Hancock Board of Education approves trimester plan – keweenawreport.com

Hancock Central High School is switching to trimesters for the 2021-22 academic year. Principal Chris Salani presented on how credits will convert for underclass students at Monday’s Board of Education meeting. Algebra One and Integrated Science will both remain a year long, but most other courses will transition to the new structure. That means students will go from needing 44 credits for graduation under the semester system to over 70. Current students will fall somewhere in between depending on how many years they have already attended.

Superintendent Steve Patchin says he is excited to see the flexibility trimesters offer.

I was talking to someone who loves shop, but wanted to be a civil engineer. So, they took their shop classes, they took some building trades and CTE [career and technical education], and then they got to take some calculus to go along with that. It gives kids a chance to mix and match like that. It’s all about choice with kids.

Patchin also used an example of a child who wished to become a nurse for their career during the meeting.
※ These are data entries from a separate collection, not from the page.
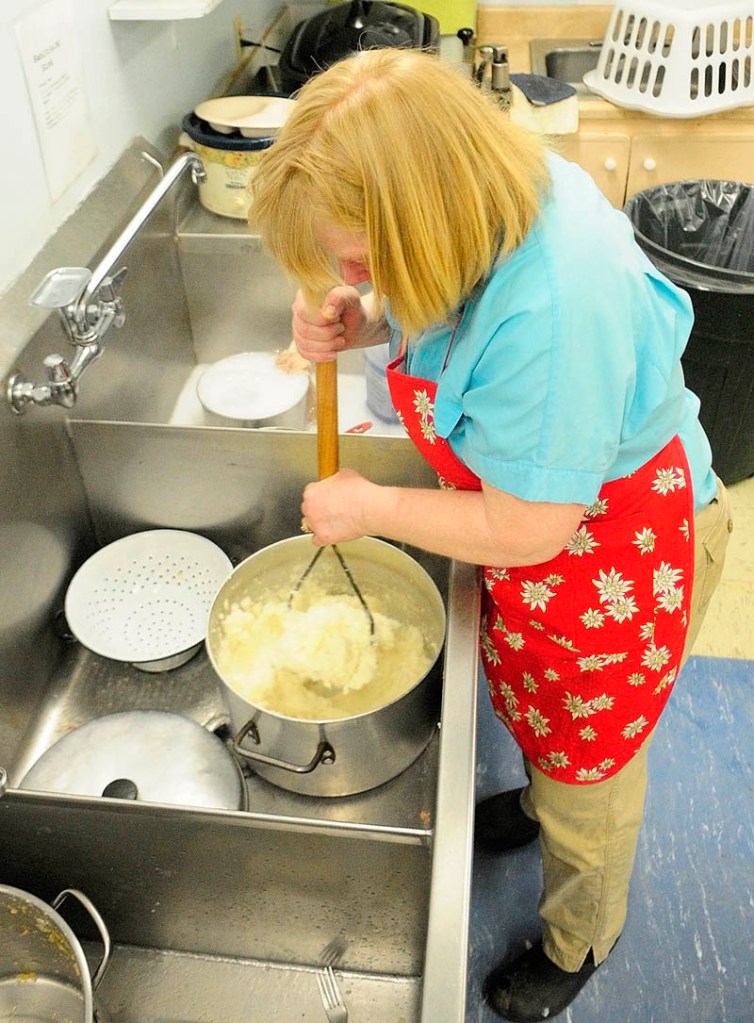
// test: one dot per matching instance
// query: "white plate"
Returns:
(250, 387)
(254, 117)
(147, 595)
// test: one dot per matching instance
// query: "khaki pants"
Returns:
(588, 833)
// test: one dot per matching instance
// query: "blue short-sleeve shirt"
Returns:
(565, 369)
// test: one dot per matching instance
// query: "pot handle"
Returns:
(324, 753)
(103, 932)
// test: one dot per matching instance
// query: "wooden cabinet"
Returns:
(681, 157)
(631, 156)
(606, 156)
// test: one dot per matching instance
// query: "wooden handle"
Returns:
(327, 455)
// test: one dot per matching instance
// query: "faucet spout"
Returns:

They would be able to focus on anatomy, biology, and chemistry rather than physics because that is more germane to track they intend for life.
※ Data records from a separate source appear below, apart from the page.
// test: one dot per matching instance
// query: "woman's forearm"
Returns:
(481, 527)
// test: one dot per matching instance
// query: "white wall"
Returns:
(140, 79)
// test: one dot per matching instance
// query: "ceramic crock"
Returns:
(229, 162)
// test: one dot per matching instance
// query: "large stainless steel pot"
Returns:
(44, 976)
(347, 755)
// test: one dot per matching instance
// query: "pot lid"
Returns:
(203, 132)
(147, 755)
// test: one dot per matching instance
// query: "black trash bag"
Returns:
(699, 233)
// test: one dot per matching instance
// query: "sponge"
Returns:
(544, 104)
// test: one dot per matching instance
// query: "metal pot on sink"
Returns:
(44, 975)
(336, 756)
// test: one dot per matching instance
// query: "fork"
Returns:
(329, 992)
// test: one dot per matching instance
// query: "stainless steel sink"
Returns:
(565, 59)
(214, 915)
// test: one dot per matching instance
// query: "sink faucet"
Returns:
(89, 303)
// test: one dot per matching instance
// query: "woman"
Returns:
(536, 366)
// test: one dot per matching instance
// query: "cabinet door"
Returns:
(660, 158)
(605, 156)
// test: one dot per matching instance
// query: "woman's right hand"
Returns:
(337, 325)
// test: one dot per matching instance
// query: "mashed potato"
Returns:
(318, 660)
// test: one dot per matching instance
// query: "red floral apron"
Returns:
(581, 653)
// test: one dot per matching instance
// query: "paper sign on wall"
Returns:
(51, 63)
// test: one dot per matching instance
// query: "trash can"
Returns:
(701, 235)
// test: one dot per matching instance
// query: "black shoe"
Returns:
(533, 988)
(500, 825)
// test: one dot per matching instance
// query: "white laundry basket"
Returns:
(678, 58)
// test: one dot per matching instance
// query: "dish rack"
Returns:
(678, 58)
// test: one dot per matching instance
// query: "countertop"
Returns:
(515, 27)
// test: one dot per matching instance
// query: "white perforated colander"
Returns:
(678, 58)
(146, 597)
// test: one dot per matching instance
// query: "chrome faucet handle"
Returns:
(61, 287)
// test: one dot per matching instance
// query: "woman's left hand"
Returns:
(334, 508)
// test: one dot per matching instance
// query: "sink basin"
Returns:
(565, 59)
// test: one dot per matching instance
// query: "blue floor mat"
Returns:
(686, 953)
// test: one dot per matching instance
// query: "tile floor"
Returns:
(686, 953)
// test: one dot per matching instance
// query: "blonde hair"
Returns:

The board heard from the Junior ROTC program, currently hosted by Houghton-Portage Township School District. The group hopes to increase its presence on campus. Only ten students come from Hancock, with Jeffers adding four and Houghton contributing around 40, plus 11 eighth graders. Due to the structure of JROTC, only the participating school can have middle schoolers involved.

COVID-19 affected much of what the program does, including its visibility in the community. The group normally provides a Color Guard at 50 events. That was cut to four over the past year, the most recent being the rededication ceremony for Memorial Park in Hancock. A majority of the leadership for next school year, including the Battalion Commander, are Hancock students. They talked about how the program has changed their life, but they have had limited opportunities to recruit other Bulldogs. Students are responsible for providing their own transportation to Houghton, which limits participation as well. They asked the board for more support to restore JROTC to a prominent place at Hancock Central High School.